Anuidade de conselho profissional e sistema tributário - 1
O Plenário iniciou julgamento conjunto de ações diretas de inconstitucionalidade ajuizadas em face de dispositivos da Lei 12.514/2011, que dizem respeito à fixação de anuidades devidas aos conselhos profissionais. O Ministro Edson Fachin (relator), no que acompanhado pelos Ministros Roberto Barroso, Teori Zavascki, Luiz Fux, Dias Toffoli, Cármen Lúcia, Gilmar Mendes, Celso de Mello e Ricardo Lewandowski (Presidente), julgou improcedentes os pedidos formulados. Inicialmente, definiu que essas anuidades têm a natureza jurídica de contribuições corporativas com caráter tributário. Quanto à alegação de inconstitucionalidade formal, ressaltou a dispensabilidade de lei complementar para a criação das contribuições de intervenção no domínio econômico e de interesse das categorias profissionais. Ademais, acerca da falta de pertinência temática entre a emenda parlamentar incorporada à medida provisória que culminara na lei em comento e o tema das contribuições devidas aos conselhos profissionais em geral, lembrou entendimento fixado pela Corte no julgamento da ADI 5.127/DF (DJe de 11.5.2016). Na ocasião, o Colegiado afirmou não ser compatível com a Constituição a apresentação de emendas sem relação de pertinência temática com medida provisória submetida à sua apreciação (“contrabando legislativo”). Entretanto, na mesma oportunidade deliberara-se por emprestar eficácia prospectiva para a orientação firmada naquela ADI, de modo que a medida provisória em questão não padece do vício de inconstitucionalidade formal, haja vista que não transcorrido o limite temporal estabelecido no mencionado precedente.

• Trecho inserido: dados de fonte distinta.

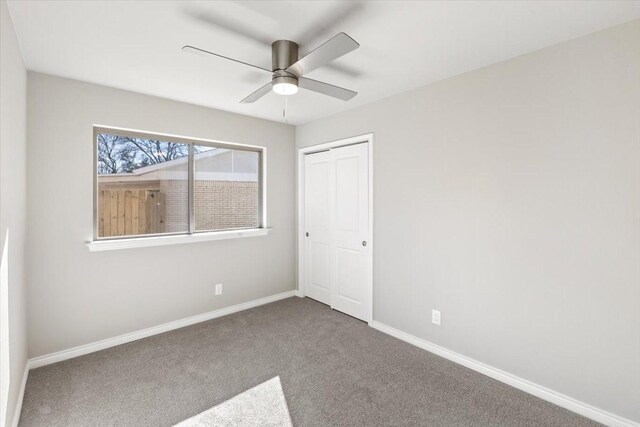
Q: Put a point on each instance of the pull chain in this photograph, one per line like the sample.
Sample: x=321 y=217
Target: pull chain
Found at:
x=284 y=109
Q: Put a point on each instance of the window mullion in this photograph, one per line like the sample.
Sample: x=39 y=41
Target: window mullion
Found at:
x=191 y=179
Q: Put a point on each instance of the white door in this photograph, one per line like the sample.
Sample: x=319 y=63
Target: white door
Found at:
x=336 y=209
x=350 y=283
x=317 y=226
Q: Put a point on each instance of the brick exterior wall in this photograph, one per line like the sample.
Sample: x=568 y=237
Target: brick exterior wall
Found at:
x=218 y=204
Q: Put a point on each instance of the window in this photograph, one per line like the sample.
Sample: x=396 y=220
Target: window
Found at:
x=149 y=185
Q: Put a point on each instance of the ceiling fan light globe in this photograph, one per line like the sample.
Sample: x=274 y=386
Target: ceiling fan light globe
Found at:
x=285 y=85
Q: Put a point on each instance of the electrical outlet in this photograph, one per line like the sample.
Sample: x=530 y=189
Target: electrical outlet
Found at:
x=435 y=317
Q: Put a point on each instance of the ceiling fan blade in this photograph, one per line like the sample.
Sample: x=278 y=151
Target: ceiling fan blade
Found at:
x=258 y=94
x=202 y=52
x=326 y=89
x=335 y=47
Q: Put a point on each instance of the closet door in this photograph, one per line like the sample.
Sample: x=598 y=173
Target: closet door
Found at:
x=317 y=226
x=349 y=205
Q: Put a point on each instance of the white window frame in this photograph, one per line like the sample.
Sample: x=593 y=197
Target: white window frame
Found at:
x=192 y=235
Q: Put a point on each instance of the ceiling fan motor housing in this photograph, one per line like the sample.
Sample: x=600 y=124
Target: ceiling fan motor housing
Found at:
x=284 y=53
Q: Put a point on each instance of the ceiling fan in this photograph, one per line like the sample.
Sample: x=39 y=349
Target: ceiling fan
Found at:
x=288 y=70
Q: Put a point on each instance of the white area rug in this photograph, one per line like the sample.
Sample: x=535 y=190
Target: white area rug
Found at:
x=263 y=405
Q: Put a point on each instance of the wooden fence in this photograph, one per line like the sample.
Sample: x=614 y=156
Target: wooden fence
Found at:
x=126 y=212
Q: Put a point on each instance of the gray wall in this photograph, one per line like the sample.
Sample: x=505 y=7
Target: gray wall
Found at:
x=77 y=297
x=13 y=143
x=508 y=198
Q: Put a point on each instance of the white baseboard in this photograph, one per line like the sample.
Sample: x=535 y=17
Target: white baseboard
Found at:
x=81 y=350
x=554 y=397
x=18 y=408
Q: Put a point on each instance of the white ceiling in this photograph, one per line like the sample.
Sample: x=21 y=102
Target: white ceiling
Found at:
x=135 y=45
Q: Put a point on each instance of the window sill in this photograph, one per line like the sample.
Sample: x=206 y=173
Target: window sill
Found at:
x=143 y=242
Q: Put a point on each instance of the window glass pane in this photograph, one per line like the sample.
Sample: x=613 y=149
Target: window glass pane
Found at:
x=142 y=186
x=226 y=188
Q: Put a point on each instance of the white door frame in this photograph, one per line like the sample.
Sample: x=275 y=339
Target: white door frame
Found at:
x=368 y=138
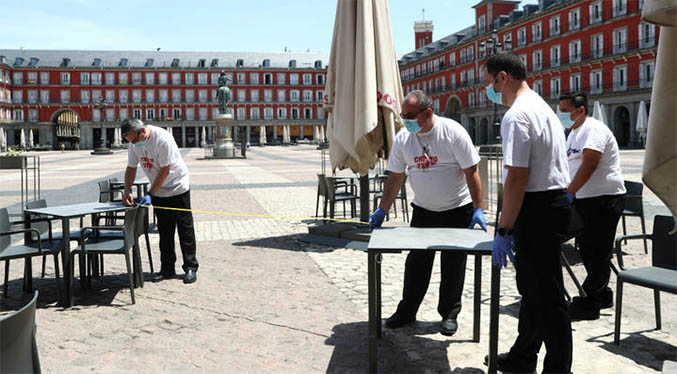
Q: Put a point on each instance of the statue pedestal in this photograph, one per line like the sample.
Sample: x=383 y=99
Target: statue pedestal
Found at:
x=223 y=141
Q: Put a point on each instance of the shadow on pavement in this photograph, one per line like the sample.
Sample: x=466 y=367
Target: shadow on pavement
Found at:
x=401 y=351
x=639 y=348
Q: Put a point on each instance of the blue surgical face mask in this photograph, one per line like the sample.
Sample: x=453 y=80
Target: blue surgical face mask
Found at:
x=412 y=125
x=493 y=95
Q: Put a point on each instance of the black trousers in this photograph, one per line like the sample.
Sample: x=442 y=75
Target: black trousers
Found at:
x=168 y=221
x=419 y=265
x=600 y=218
x=543 y=317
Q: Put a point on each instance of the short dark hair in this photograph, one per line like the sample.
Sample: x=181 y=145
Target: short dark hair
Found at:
x=577 y=99
x=507 y=62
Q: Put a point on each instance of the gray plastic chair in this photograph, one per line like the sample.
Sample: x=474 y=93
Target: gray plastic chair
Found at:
x=660 y=276
x=18 y=347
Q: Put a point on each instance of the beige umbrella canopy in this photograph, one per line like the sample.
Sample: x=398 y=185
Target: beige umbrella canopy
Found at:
x=660 y=160
x=363 y=86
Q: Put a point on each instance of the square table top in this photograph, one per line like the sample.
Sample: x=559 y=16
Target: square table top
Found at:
x=77 y=210
x=397 y=239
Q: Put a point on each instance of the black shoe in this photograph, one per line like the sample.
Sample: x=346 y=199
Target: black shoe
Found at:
x=158 y=277
x=396 y=321
x=448 y=326
x=505 y=364
x=582 y=309
x=190 y=276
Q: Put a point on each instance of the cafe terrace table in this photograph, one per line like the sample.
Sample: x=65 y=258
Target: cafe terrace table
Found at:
x=398 y=239
x=66 y=213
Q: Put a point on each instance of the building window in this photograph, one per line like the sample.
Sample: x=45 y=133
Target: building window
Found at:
x=620 y=78
x=596 y=82
x=620 y=40
x=536 y=32
x=96 y=78
x=281 y=78
x=555 y=55
x=555 y=91
x=575 y=51
x=65 y=96
x=646 y=73
x=596 y=12
x=575 y=19
x=620 y=7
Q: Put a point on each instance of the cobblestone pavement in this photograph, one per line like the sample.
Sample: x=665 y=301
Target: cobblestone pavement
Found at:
x=266 y=302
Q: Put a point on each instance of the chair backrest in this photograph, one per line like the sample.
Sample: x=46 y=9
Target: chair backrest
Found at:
x=321 y=185
x=664 y=253
x=633 y=197
x=5 y=240
x=42 y=227
x=18 y=348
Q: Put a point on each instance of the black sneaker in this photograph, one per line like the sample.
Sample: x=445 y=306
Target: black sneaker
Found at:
x=397 y=320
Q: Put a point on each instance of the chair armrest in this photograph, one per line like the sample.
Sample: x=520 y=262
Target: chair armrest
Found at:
x=617 y=246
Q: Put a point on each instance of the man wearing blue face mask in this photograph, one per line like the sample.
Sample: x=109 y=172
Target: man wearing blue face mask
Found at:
x=155 y=149
x=597 y=183
x=534 y=216
x=442 y=164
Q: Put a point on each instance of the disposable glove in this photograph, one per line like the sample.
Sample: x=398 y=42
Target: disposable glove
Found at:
x=146 y=200
x=376 y=218
x=478 y=219
x=501 y=248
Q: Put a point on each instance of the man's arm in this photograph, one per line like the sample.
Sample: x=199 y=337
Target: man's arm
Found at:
x=591 y=159
x=159 y=180
x=513 y=195
x=391 y=189
x=130 y=175
x=472 y=177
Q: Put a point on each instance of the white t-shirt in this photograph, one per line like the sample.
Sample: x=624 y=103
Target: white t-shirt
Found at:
x=534 y=138
x=161 y=150
x=607 y=178
x=438 y=182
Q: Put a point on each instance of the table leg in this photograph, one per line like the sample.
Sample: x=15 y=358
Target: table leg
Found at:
x=372 y=336
x=493 y=317
x=477 y=301
x=65 y=262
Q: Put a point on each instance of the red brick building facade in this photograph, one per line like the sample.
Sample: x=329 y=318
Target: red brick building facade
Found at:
x=599 y=46
x=66 y=97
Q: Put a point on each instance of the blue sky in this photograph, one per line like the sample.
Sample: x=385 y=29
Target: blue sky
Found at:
x=207 y=25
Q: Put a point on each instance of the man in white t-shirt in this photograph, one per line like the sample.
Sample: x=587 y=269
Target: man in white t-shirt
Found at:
x=155 y=149
x=442 y=164
x=597 y=183
x=534 y=216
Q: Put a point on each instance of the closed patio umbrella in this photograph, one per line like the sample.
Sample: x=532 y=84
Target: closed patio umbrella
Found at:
x=659 y=172
x=364 y=89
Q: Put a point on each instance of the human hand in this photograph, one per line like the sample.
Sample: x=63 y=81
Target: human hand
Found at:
x=478 y=219
x=501 y=248
x=146 y=200
x=376 y=219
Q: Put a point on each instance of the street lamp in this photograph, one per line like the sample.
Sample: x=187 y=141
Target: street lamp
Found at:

Anuidade de conselho profissional e sistema tributário - 2
O relator, a respeito da constitucionalidade material da lei, teceu considerações acerca do princípio da capacidade contributiva. No ponto, aduziu que a progressividade deve incidir sobre todas as espécies tributárias, à luz da capacidade contributiva do contribuinte. Além disso, considerada a funcionalização da tributação para a realização da igualdade, esta é satisfeita por meio do pagamento de tributos, na medida da capacidade contributiva do contribuinte, por sua vez vinculado a um Estado soberano comprometido com a satisfação das necessidades coletivas do povo. Em síntese, a progressividade e a capacidade contributiva são os fundamentos normativos do Sistema Tributário Nacional. Por conseguinte, esses princípios incidem sobre as contribuições sociais de interesse profissional. Essas contribuições são finalísticas, porquanto se prestam a suprir os cofres dos órgãos representativos das categorias profissionais com o escopo de financiar as atividades públicas por eles desempenhadas. O fato gerador das anuidades é a existência de inscrição no conselho respectivo, ainda que por tempo limitado, ao longo do exercício. O Poder Legislativo observara, portanto, a capacidade contributiva dos contribuintes ao instituir o tributo. Em relação às pessoas físicas, estabelecera razoável correlação entre a desigualdade educacional (níveis técnico e superior) e a provável disparidade de renda. No que tange às pessoas jurídicas, há diferenciação dos valores das anuidades baseada no capital social do contribuinte. Essa medida legislativa garante observância à equidade vertical eventualmente aferida entre os contribuintes.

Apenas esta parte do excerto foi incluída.